Los álabes de turbina monocristalinos se producen sin límites de grano, lo que les confiere una estructura reticular continua y altamente ordenada. Esto elimina los puntos débiles típicamente encontrados en los materiales policristalinos. Los álabes fabricados mediante fundición monocristalina exhiben una resistencia superior a la deformación por fluencia bajo temperaturas y esfuerzos extremos. En contraste, los álabes policristalinos—a menudo producidos mediante fundición de cristales equiaxiales—contienen numerosos límites de grano. Estos límites pueden actuar como vías de difusión y sitios de iniciación de grietas, reduciendo el rendimiento a temperaturas elevadas.

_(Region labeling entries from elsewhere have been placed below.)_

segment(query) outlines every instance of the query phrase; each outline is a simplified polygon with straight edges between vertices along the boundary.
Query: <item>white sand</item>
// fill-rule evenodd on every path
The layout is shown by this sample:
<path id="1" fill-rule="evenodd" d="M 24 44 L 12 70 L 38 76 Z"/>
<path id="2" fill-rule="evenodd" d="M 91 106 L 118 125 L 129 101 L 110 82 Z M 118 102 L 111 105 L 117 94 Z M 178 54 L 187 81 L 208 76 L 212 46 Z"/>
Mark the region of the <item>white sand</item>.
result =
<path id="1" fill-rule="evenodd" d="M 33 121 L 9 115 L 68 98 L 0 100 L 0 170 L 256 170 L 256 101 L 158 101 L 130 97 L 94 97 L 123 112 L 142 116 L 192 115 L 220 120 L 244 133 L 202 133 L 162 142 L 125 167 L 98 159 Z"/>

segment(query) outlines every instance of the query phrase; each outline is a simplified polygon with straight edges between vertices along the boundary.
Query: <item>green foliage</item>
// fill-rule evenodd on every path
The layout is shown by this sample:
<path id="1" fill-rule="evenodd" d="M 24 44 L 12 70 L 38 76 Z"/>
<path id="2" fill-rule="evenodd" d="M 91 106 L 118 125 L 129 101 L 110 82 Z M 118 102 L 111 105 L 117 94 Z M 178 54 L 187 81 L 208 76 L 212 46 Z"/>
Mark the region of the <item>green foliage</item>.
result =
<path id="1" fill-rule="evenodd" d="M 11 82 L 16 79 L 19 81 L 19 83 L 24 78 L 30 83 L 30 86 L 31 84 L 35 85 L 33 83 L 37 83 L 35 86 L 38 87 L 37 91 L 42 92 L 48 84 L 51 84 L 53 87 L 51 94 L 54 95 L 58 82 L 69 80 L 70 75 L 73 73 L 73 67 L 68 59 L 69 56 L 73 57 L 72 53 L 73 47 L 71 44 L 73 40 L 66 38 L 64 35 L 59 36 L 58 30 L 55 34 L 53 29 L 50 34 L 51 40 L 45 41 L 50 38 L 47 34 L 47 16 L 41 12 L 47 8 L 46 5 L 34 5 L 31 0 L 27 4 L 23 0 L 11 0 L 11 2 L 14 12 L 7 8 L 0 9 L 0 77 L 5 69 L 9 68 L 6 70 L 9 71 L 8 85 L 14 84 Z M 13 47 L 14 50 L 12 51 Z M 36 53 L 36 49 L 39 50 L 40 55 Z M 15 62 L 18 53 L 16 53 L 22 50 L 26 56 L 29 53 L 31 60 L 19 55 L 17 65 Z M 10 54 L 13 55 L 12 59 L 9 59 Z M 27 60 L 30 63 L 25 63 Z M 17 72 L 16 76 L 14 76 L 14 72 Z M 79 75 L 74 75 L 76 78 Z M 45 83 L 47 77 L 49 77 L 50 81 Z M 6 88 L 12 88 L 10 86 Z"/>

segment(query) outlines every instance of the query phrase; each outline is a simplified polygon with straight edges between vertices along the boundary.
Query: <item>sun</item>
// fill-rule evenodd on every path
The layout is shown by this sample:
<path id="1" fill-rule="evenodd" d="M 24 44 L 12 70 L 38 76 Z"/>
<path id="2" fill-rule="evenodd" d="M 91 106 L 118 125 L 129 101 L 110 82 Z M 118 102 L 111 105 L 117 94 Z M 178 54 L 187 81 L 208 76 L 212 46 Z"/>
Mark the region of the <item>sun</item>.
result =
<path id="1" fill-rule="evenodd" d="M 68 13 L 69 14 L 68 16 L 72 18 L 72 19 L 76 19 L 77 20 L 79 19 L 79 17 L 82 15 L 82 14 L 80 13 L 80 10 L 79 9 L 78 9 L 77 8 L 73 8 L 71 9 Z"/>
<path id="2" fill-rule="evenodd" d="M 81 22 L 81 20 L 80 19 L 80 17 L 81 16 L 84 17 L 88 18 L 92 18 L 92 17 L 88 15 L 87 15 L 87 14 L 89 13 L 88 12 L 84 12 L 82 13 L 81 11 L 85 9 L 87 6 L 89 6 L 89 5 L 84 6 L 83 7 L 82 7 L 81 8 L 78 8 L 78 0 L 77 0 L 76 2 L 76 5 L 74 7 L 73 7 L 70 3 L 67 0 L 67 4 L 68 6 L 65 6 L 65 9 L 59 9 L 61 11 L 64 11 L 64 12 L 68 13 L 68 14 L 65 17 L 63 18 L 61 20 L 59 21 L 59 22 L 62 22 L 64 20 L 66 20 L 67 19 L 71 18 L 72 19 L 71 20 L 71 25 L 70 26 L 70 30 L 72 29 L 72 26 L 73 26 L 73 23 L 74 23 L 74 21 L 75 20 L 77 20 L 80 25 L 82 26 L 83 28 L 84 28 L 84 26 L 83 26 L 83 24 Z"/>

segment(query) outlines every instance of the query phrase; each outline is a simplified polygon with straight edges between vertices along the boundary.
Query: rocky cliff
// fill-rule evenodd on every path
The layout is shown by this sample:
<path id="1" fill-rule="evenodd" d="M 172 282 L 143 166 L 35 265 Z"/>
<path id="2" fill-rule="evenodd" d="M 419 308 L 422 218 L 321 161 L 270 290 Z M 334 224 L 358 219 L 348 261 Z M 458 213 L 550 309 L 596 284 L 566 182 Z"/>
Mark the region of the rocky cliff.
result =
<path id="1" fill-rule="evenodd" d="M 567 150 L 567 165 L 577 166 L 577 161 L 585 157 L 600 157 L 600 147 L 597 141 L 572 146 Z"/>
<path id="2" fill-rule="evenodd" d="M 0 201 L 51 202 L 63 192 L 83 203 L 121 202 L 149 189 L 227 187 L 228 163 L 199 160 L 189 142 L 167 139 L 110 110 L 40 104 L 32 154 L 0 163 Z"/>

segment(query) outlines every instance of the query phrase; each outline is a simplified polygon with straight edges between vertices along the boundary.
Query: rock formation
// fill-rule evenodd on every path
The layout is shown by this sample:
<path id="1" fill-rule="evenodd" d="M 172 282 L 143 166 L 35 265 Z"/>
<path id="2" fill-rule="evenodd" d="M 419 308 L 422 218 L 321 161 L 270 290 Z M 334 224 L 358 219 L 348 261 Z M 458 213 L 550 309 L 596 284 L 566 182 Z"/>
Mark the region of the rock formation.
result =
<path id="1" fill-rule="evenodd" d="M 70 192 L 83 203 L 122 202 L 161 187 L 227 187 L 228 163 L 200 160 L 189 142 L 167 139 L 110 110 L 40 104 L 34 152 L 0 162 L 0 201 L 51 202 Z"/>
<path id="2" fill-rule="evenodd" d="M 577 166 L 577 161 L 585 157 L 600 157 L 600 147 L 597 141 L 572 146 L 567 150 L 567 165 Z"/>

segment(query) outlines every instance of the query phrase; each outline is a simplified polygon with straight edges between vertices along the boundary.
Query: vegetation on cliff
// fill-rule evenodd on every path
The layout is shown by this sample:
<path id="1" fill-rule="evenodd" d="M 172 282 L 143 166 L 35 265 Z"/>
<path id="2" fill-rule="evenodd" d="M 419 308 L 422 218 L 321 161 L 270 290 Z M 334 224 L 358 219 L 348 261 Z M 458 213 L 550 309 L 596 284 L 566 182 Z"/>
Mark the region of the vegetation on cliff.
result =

Las aleaciones monocristalinas están optimizadas para el duro entorno térmico dentro de los motores de turbina. Sin límites de grano, ofrecen una resistencia excepcional a la fluencia, permitiéndoles mantener la estabilidad dimensional durante una exposición prolongada a temperaturas superiores a 1000°C. Las generaciones avanzadas de aleaciones monocristalinas, como PWA 1484 o CMSX-4, están diseñadas para proporcionar una estabilidad de fase y resistencia a la oxidación superiores. Los álabes policristalinos, aunque aún fuertes, son más propensos a la fluencia a lo largo de los límites de grano y requieren medidas de protección como sistemas de recubrimiento de barrera térmica para mejorar su longevidad.
Los álabes monocristalinos generalmente superan a los policristalinos tanto en condiciones de fatiga de bajo ciclo como de alto ciclo porque la ausencia de límites de grano evita que las grietas se inicien o propaguen fácilmente. Esto es particularmente importante en las turbinas de aeroespacial y aviación, donde los álabes experimentan ciclos térmicos rápidos. Los álabes policristalinos tienden a desarrollar microgrietas a lo largo de los límites de grano en condiciones similares, reduciendo su vida operativa. Procesos posteriores como el prensado isostático en caliente (HIP) pueden reducir la porosidad interna en las piezas policristalinas, pero no pueden eliminar las debilidades inherentes a la fatiga relacionadas con los límites.
Debido a que los álabes monocristalinos mantienen una mayor resistencia a temperaturas extremas, los motores pueden operar con temperaturas de entrada de turbina más altas, mejorando directamente la eficiencia térmica y el ahorro de combustible. Su estabilidad estructural superior mejora la fiabilidad a largo plazo y reduce la frecuencia de los ciclos de mantenimiento. Los álabes policristalinos, aunque rentables y adecuados para etapas de menor temperatura, no pueden igualar el rango de rendimiento requerido para las secciones de turbina de alta presión.